In this case, this should be fine because filter is not pushed down to Parquet 
and data is filtered by Spark filter.

If you set off spark.sql.parquet.filterPushdown which is true by default, the 
original case also should work okay. 

> Filter applied on Merged Parquet shema with new column fail with 
> (java.lang.IllegalArgumentException: Column [column_name] was not found in 
> schema!)
> ----------------------------------------------------------------------------------------------------------------------------------------------------
>
>                 Key: SPARK-11103
>                 URL: https://issues.apache.org/jira/browse/SPARK-11103
>             Project: Spark
>          Issue Type: Bug
>          Components: SQL
>    Affects Versions: 1.5.1
>            Reporter: Dominic Ricard
>
> When evolving a schema in parquet files, spark properly expose all columns 
> found in the different parquet files but when trying to query the data, it is 
> not possible to apply a filter on a column that is not present in all files.
> To reproduce:
> *SQL:*
> {noformat}
> create table `table1` STORED AS PARQUET LOCATION 
> 'hdfs://<SERVER>:<PORT>/path/to/table/id=1/' as select 1 as `col1`;
> create table `table2` STORED AS PARQUET LOCATION 
> 'hdfs://<SERVER>:<PORT>/path/to/table/id=2/' as select 1 as `col1`, 2 as 
> `col2`;
> create table `table3` USING org.apache.spark.sql.parquet OPTIONS (path 
> "hdfs://<SERVER>:<PORT>/path/to/table");
> select col1 from `table3` where col2 = 2;
> {noformat}
> The last select will output the following Stack Trace:
> {noformat}
> An error occurred when executing the SQL command:
> select col1 from `table3` where col2 = 2
> [Simba][HiveJDBCDriver](500051) ERROR processing query/statement.
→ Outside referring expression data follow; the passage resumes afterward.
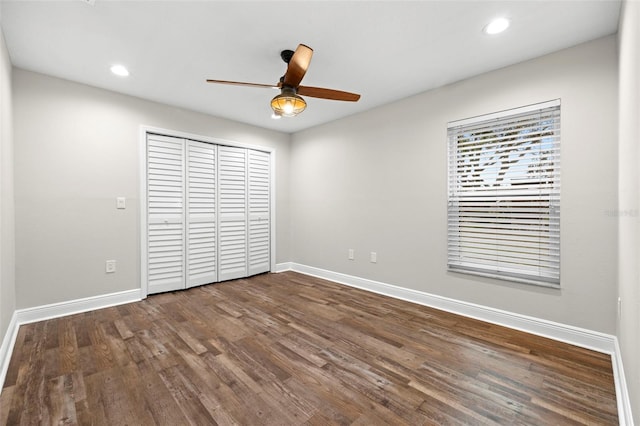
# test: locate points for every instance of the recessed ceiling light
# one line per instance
(120, 70)
(497, 26)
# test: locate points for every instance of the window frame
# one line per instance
(508, 228)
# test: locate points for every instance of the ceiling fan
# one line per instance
(289, 103)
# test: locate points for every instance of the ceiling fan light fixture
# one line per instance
(287, 104)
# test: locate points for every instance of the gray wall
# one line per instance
(629, 200)
(377, 181)
(7, 241)
(76, 150)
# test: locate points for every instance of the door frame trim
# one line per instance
(142, 179)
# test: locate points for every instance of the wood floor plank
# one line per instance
(289, 349)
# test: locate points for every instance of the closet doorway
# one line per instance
(206, 211)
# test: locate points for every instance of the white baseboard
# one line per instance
(600, 342)
(625, 416)
(56, 310)
(283, 267)
(6, 349)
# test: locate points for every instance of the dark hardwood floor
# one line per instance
(288, 349)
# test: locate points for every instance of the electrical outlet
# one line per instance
(619, 307)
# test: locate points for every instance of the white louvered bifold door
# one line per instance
(232, 213)
(258, 202)
(201, 214)
(165, 209)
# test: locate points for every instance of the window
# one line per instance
(504, 195)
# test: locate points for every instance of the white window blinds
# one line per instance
(504, 195)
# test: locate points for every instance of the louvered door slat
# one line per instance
(259, 218)
(201, 218)
(232, 210)
(165, 205)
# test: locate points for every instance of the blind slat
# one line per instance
(504, 195)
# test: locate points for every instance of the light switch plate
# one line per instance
(121, 203)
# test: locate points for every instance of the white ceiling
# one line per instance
(384, 50)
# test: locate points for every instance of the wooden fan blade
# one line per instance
(335, 95)
(240, 83)
(298, 66)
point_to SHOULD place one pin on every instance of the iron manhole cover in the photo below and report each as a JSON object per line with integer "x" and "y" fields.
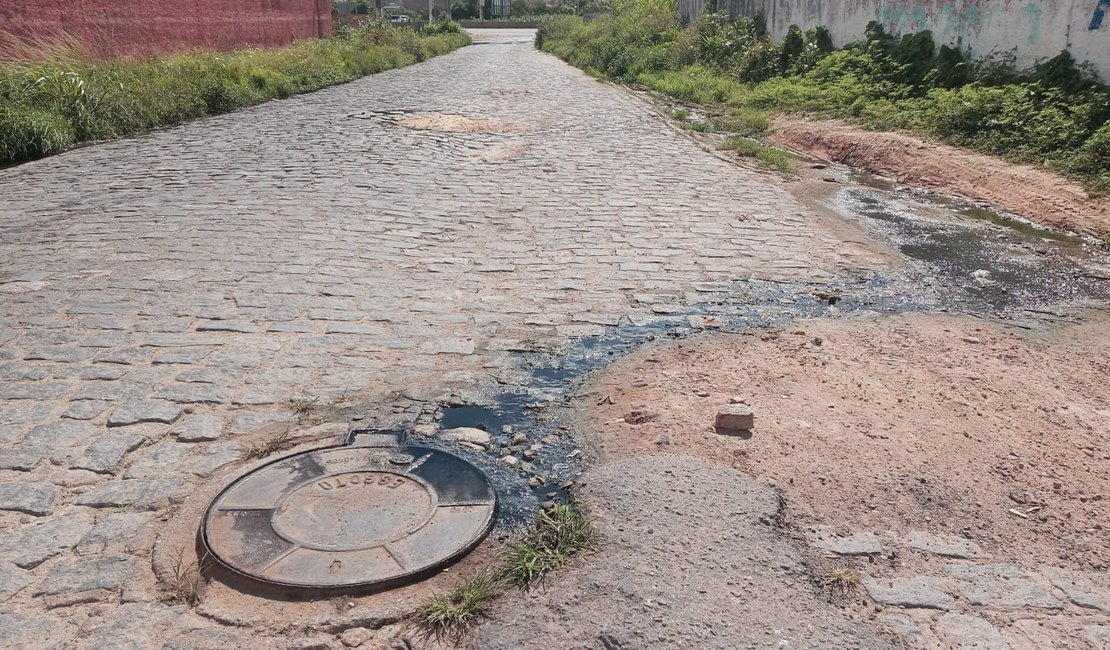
{"x": 346, "y": 519}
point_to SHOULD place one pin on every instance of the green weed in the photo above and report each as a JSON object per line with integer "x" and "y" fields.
{"x": 269, "y": 446}
{"x": 841, "y": 579}
{"x": 558, "y": 535}
{"x": 1055, "y": 113}
{"x": 185, "y": 582}
{"x": 769, "y": 156}
{"x": 53, "y": 95}
{"x": 448, "y": 617}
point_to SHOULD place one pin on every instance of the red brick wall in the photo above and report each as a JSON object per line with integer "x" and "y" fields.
{"x": 143, "y": 27}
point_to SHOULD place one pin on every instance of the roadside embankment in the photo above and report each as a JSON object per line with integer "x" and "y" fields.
{"x": 1037, "y": 194}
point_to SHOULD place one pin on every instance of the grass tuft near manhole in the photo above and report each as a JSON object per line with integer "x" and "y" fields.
{"x": 185, "y": 582}
{"x": 558, "y": 535}
{"x": 841, "y": 580}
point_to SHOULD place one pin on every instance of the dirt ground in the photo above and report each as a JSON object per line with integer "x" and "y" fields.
{"x": 909, "y": 423}
{"x": 1036, "y": 194}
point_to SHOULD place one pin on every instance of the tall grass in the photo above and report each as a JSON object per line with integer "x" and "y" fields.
{"x": 1055, "y": 113}
{"x": 53, "y": 95}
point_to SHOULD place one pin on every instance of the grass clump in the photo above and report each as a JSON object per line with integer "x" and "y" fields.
{"x": 1053, "y": 113}
{"x": 185, "y": 581}
{"x": 843, "y": 580}
{"x": 54, "y": 95}
{"x": 272, "y": 445}
{"x": 557, "y": 536}
{"x": 768, "y": 156}
{"x": 448, "y": 617}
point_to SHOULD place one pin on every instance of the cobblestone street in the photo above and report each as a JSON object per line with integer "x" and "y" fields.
{"x": 165, "y": 298}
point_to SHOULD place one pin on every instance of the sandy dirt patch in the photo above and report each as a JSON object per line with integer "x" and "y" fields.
{"x": 914, "y": 423}
{"x": 503, "y": 152}
{"x": 1037, "y": 194}
{"x": 450, "y": 123}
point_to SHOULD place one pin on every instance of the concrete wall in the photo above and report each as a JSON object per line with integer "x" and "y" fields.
{"x": 1031, "y": 29}
{"x": 143, "y": 27}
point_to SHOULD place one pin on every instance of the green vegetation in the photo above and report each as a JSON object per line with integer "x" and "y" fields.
{"x": 52, "y": 95}
{"x": 1053, "y": 114}
{"x": 447, "y": 617}
{"x": 559, "y": 534}
{"x": 768, "y": 156}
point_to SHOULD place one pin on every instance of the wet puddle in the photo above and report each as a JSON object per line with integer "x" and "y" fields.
{"x": 978, "y": 260}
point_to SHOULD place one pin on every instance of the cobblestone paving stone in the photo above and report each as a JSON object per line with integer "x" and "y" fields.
{"x": 163, "y": 298}
{"x": 981, "y": 603}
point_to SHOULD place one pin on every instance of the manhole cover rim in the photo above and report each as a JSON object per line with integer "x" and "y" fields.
{"x": 260, "y": 584}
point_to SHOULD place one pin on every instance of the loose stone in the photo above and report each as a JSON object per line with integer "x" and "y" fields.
{"x": 1081, "y": 588}
{"x": 86, "y": 575}
{"x": 104, "y": 454}
{"x": 132, "y": 413}
{"x": 735, "y": 417}
{"x": 968, "y": 631}
{"x": 1000, "y": 586}
{"x": 860, "y": 544}
{"x": 11, "y": 580}
{"x": 946, "y": 546}
{"x": 198, "y": 428}
{"x": 137, "y": 493}
{"x": 33, "y": 498}
{"x": 30, "y": 547}
{"x": 467, "y": 435}
{"x": 919, "y": 591}
{"x": 355, "y": 637}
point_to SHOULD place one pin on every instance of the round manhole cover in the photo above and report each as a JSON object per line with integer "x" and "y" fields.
{"x": 349, "y": 518}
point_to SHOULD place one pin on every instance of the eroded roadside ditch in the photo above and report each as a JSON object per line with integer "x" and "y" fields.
{"x": 955, "y": 262}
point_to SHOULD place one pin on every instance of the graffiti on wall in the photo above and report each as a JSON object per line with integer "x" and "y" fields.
{"x": 1100, "y": 12}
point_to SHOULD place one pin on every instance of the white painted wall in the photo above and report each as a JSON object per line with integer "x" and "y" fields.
{"x": 1030, "y": 29}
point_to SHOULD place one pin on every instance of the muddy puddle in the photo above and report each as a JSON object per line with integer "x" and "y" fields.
{"x": 961, "y": 257}
{"x": 977, "y": 260}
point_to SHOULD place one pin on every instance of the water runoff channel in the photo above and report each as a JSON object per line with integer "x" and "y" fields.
{"x": 384, "y": 506}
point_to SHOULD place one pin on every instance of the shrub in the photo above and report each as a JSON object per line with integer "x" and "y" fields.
{"x": 59, "y": 97}
{"x": 1055, "y": 112}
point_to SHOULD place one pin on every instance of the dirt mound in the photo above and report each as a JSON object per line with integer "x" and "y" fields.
{"x": 1036, "y": 194}
{"x": 689, "y": 559}
{"x": 910, "y": 423}
{"x": 448, "y": 123}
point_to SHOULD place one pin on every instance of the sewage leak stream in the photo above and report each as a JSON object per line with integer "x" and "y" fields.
{"x": 961, "y": 259}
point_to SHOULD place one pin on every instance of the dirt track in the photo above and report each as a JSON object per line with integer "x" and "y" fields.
{"x": 888, "y": 428}
{"x": 1036, "y": 194}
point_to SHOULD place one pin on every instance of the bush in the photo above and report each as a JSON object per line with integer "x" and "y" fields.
{"x": 53, "y": 100}
{"x": 1056, "y": 112}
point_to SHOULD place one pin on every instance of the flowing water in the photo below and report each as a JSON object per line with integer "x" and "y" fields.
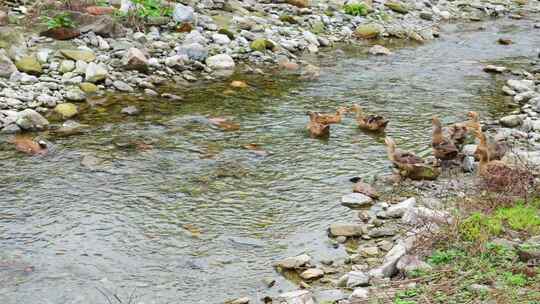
{"x": 196, "y": 217}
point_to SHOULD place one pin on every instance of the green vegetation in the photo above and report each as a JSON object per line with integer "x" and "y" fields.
{"x": 151, "y": 8}
{"x": 62, "y": 20}
{"x": 356, "y": 9}
{"x": 479, "y": 226}
{"x": 102, "y": 3}
{"x": 442, "y": 257}
{"x": 470, "y": 267}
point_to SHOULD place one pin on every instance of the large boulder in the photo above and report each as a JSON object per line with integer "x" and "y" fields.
{"x": 6, "y": 65}
{"x": 31, "y": 120}
{"x": 135, "y": 60}
{"x": 95, "y": 72}
{"x": 29, "y": 64}
{"x": 220, "y": 62}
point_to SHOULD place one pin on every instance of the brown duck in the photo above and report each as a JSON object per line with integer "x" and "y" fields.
{"x": 496, "y": 148}
{"x": 315, "y": 128}
{"x": 369, "y": 122}
{"x": 498, "y": 175}
{"x": 408, "y": 164}
{"x": 443, "y": 147}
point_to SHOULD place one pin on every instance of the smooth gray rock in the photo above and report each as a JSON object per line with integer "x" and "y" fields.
{"x": 31, "y": 120}
{"x": 194, "y": 51}
{"x": 296, "y": 297}
{"x": 7, "y": 67}
{"x": 357, "y": 279}
{"x": 220, "y": 62}
{"x": 511, "y": 121}
{"x": 293, "y": 262}
{"x": 356, "y": 200}
{"x": 183, "y": 13}
{"x": 348, "y": 230}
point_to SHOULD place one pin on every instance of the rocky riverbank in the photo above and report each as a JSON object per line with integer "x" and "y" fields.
{"x": 388, "y": 243}
{"x": 199, "y": 41}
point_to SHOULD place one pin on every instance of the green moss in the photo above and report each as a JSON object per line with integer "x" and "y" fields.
{"x": 520, "y": 218}
{"x": 356, "y": 9}
{"x": 318, "y": 28}
{"x": 479, "y": 226}
{"x": 397, "y": 7}
{"x": 227, "y": 33}
{"x": 516, "y": 280}
{"x": 288, "y": 19}
{"x": 261, "y": 44}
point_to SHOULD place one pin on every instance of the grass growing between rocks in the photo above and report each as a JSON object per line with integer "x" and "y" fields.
{"x": 480, "y": 258}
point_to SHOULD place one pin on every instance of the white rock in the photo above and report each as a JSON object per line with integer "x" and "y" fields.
{"x": 220, "y": 62}
{"x": 311, "y": 38}
{"x": 520, "y": 85}
{"x": 95, "y": 72}
{"x": 357, "y": 278}
{"x": 312, "y": 273}
{"x": 31, "y": 120}
{"x": 296, "y": 297}
{"x": 293, "y": 262}
{"x": 356, "y": 200}
{"x": 221, "y": 39}
{"x": 399, "y": 209}
{"x": 348, "y": 230}
{"x": 379, "y": 50}
{"x": 183, "y": 13}
{"x": 359, "y": 294}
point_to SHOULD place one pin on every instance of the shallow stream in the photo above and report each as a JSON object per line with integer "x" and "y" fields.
{"x": 176, "y": 210}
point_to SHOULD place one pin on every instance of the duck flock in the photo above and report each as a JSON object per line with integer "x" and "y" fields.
{"x": 446, "y": 144}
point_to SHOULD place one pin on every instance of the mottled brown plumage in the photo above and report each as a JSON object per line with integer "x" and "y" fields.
{"x": 408, "y": 164}
{"x": 369, "y": 122}
{"x": 498, "y": 175}
{"x": 316, "y": 129}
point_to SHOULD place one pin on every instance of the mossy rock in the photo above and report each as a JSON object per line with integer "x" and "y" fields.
{"x": 299, "y": 3}
{"x": 10, "y": 36}
{"x": 368, "y": 31}
{"x": 227, "y": 33}
{"x": 67, "y": 110}
{"x": 397, "y": 7}
{"x": 29, "y": 64}
{"x": 262, "y": 44}
{"x": 318, "y": 28}
{"x": 288, "y": 19}
{"x": 88, "y": 88}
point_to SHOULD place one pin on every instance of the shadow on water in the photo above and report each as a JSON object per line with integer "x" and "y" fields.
{"x": 173, "y": 206}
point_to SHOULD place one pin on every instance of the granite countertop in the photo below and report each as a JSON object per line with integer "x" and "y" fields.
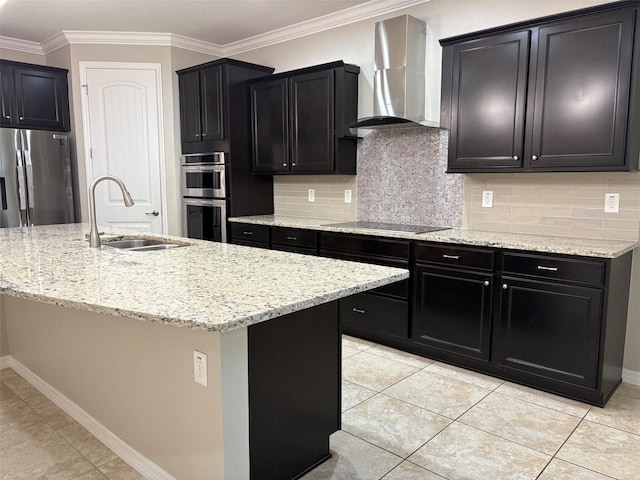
{"x": 512, "y": 241}
{"x": 209, "y": 286}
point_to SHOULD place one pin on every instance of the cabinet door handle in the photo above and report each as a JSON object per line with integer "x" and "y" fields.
{"x": 550, "y": 269}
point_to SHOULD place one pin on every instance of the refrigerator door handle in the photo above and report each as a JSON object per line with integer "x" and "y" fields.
{"x": 3, "y": 194}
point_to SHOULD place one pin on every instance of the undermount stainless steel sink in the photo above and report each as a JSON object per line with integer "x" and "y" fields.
{"x": 142, "y": 244}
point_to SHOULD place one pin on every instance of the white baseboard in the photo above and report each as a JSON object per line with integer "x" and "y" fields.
{"x": 631, "y": 376}
{"x": 5, "y": 362}
{"x": 145, "y": 467}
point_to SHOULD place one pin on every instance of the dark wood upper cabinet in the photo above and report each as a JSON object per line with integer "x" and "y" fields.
{"x": 34, "y": 96}
{"x": 300, "y": 121}
{"x": 212, "y": 96}
{"x": 553, "y": 94}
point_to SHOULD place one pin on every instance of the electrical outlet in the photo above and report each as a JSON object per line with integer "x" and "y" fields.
{"x": 487, "y": 199}
{"x": 200, "y": 368}
{"x": 611, "y": 202}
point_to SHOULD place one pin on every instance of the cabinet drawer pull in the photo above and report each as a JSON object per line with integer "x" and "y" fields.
{"x": 550, "y": 269}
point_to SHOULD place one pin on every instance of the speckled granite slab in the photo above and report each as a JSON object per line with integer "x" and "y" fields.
{"x": 209, "y": 286}
{"x": 536, "y": 243}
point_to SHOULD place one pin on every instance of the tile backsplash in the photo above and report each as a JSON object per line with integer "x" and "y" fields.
{"x": 562, "y": 204}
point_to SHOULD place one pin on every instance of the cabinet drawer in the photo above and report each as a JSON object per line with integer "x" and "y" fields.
{"x": 295, "y": 237}
{"x": 250, "y": 232}
{"x": 375, "y": 314}
{"x": 361, "y": 245}
{"x": 452, "y": 255}
{"x": 560, "y": 268}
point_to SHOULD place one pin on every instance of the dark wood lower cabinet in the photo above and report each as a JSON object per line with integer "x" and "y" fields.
{"x": 453, "y": 310}
{"x": 549, "y": 330}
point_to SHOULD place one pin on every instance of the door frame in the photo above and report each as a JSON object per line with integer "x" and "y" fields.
{"x": 86, "y": 125}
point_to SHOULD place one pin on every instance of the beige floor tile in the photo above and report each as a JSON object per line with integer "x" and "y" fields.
{"x": 349, "y": 352}
{"x": 374, "y": 372}
{"x": 621, "y": 411}
{"x": 437, "y": 393}
{"x": 48, "y": 411}
{"x": 44, "y": 455}
{"x": 357, "y": 343}
{"x": 399, "y": 356}
{"x": 628, "y": 389}
{"x": 410, "y": 471}
{"x": 392, "y": 424}
{"x": 463, "y": 452}
{"x": 92, "y": 475}
{"x": 88, "y": 445}
{"x": 18, "y": 422}
{"x": 118, "y": 470}
{"x": 354, "y": 459}
{"x": 561, "y": 470}
{"x": 603, "y": 449}
{"x": 544, "y": 399}
{"x": 353, "y": 394}
{"x": 525, "y": 423}
{"x": 20, "y": 386}
{"x": 474, "y": 378}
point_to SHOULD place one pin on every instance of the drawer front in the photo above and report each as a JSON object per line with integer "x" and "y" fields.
{"x": 375, "y": 314}
{"x": 294, "y": 237}
{"x": 249, "y": 232}
{"x": 455, "y": 256}
{"x": 559, "y": 268}
{"x": 361, "y": 245}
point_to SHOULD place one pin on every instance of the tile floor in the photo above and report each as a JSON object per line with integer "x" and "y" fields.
{"x": 404, "y": 418}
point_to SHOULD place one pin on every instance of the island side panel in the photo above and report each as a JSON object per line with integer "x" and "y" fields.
{"x": 134, "y": 377}
{"x": 294, "y": 391}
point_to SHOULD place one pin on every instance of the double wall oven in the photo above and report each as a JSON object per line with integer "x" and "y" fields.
{"x": 204, "y": 196}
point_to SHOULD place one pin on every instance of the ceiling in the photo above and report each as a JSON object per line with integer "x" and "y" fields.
{"x": 220, "y": 22}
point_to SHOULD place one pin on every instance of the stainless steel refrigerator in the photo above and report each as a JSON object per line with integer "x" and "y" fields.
{"x": 36, "y": 186}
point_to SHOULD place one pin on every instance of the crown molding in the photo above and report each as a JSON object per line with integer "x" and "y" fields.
{"x": 344, "y": 17}
{"x": 364, "y": 11}
{"x": 26, "y": 46}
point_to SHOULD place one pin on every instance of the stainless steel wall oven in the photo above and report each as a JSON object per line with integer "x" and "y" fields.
{"x": 204, "y": 198}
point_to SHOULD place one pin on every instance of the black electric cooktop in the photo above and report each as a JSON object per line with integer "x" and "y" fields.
{"x": 389, "y": 227}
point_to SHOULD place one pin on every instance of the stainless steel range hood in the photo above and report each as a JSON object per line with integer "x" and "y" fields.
{"x": 399, "y": 75}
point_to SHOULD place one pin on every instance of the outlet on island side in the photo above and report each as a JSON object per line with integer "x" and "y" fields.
{"x": 612, "y": 202}
{"x": 200, "y": 368}
{"x": 487, "y": 199}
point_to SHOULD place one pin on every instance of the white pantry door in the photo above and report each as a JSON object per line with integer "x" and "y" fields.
{"x": 123, "y": 132}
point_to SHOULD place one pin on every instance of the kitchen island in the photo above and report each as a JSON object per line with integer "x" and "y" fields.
{"x": 95, "y": 329}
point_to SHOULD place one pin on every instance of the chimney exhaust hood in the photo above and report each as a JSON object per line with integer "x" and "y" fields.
{"x": 399, "y": 75}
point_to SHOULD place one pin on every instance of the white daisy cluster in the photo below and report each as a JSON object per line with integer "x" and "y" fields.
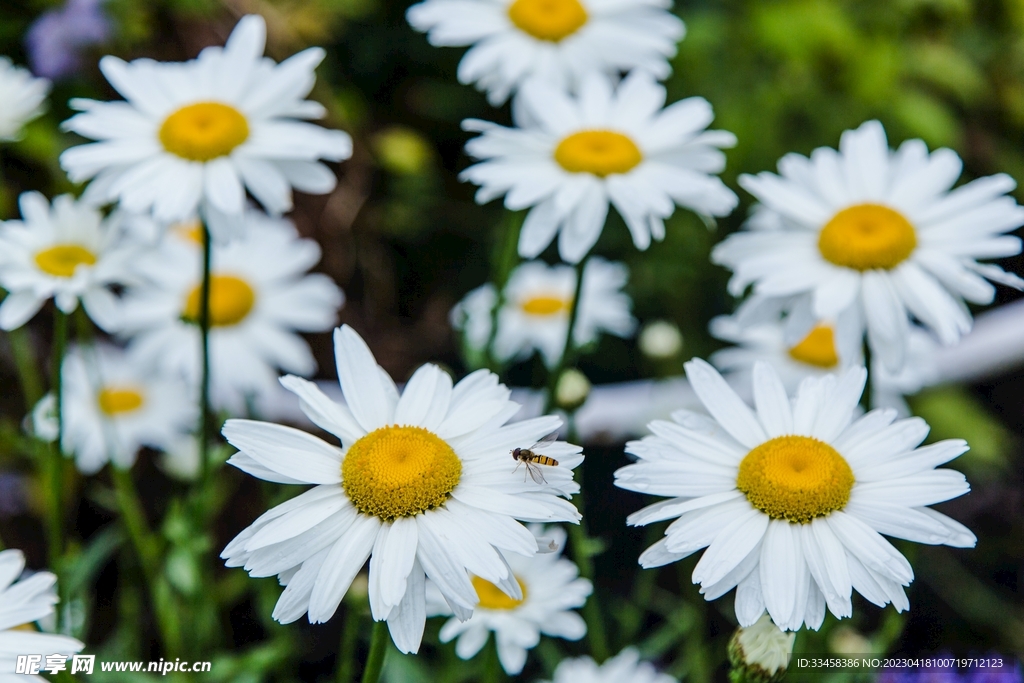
{"x": 536, "y": 306}
{"x": 551, "y": 589}
{"x": 194, "y": 136}
{"x": 866, "y": 241}
{"x": 23, "y": 603}
{"x": 791, "y": 500}
{"x": 421, "y": 485}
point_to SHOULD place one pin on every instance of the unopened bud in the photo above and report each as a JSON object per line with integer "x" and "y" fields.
{"x": 571, "y": 390}
{"x": 760, "y": 652}
{"x": 660, "y": 340}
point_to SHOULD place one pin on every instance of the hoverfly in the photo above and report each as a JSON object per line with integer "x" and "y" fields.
{"x": 530, "y": 459}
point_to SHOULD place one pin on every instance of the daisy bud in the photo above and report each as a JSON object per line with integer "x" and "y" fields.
{"x": 571, "y": 390}
{"x": 660, "y": 340}
{"x": 760, "y": 653}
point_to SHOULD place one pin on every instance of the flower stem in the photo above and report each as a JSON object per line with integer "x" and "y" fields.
{"x": 378, "y": 648}
{"x": 493, "y": 672}
{"x": 346, "y": 653}
{"x": 204, "y": 323}
{"x": 133, "y": 517}
{"x": 54, "y": 465}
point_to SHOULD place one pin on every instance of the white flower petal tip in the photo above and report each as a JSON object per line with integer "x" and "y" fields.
{"x": 923, "y": 262}
{"x": 570, "y": 157}
{"x": 445, "y": 447}
{"x": 158, "y": 136}
{"x": 790, "y": 501}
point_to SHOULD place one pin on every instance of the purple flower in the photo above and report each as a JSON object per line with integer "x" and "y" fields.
{"x": 55, "y": 38}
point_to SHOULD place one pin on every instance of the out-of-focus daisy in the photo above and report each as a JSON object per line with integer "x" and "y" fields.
{"x": 24, "y": 602}
{"x": 570, "y": 156}
{"x": 422, "y": 485}
{"x": 797, "y": 346}
{"x": 537, "y": 305}
{"x": 791, "y": 501}
{"x": 260, "y": 295}
{"x": 624, "y": 668}
{"x": 202, "y": 132}
{"x": 558, "y": 40}
{"x": 551, "y": 589}
{"x": 68, "y": 252}
{"x": 881, "y": 230}
{"x": 22, "y": 98}
{"x": 114, "y": 404}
Error Code: 
> 0, SQL state: TStatus(statusCode:ERROR_STATUS, 
> infoMessages:[*org.apache.hive.service.cli.HiveSQLException:org.apache.spark.SparkException:
>  Job aborted due to stage failure: Task 0 in stage 7212.0 failed 4 times, 
> most recent failure: Lost task 0.3 in stage 7212.0 (TID 138449, 
> 208.92.52.88): java.lang.IllegalArgumentException: Column [col2] was not 
> found in schema!
>       at org.apache.parquet.Preconditions.checkArgument(Preconditions.java:55)
>       at 
> org.apache.parquet.filter2.predicate.SchemaCompatibilityValidator.getColumnDescriptor(SchemaCompatibilityValidator.java:190)
>       at 
> org.apache.parquet.filter2.predicate.SchemaCompatibilityValidator.validateColumn(SchemaCompatibilityValidator.java:178)
>       at 
> org.apache.parquet.filter2.predicate.SchemaCompatibilityValidator.validateColumnFilterPredicate(SchemaCompatibilityValidator.java:160)
>       at 
> org.apache.parquet.filter2.predicate.SchemaCompatibilityValidator.visit(SchemaCompatibilityValidator.java:94)
>       at 
> org.apache.parquet.filter2.predicate.SchemaCompatibilityValidator.visit(SchemaCompatibilityValidator.java:59)
>       at 
> org.apache.parquet.filter2.predicate.Operators$Eq.accept(Operators.java:180)
>       at 
> org.apache.parquet.filter2.predicate.SchemaCompatibilityValidator.validate(SchemaCompatibilityValidator.java:64)
>       at 
> org.apache.parquet.filter2.compat.RowGroupFilter.visit(RowGroupFilter.java:59)
>       at 
> org.apache.parquet.filter2.compat.RowGroupFilter.visit(RowGroupFilter.java:40)
>       at 
> org.apache.parquet.filter2.compat.FilterCompat$FilterPredicateCompat.accept(FilterCompat.java:126)
>       at 
> org.apache.parquet.filter2.compat.RowGroupFilter.filterRowGroups(RowGroupFilter.java:46)
>       at 
> org.apache.parquet.hadoop.ParquetRecordReader.initializeInternalReader(ParquetRecordReader.java:160)
>       at 
> org.apache.parquet.hadoop.ParquetRecordReader.initialize(ParquetRecordReader.java:140)
>       at 
> org.apache.spark.rdd.SqlNewHadoopRDD$$anon$1.<init>(SqlNewHadoopRDD.scala:155)
>       at 
> org.apache.spark.rdd.SqlNewHadoopRDD.compute(SqlNewHadoopRDD.scala:120)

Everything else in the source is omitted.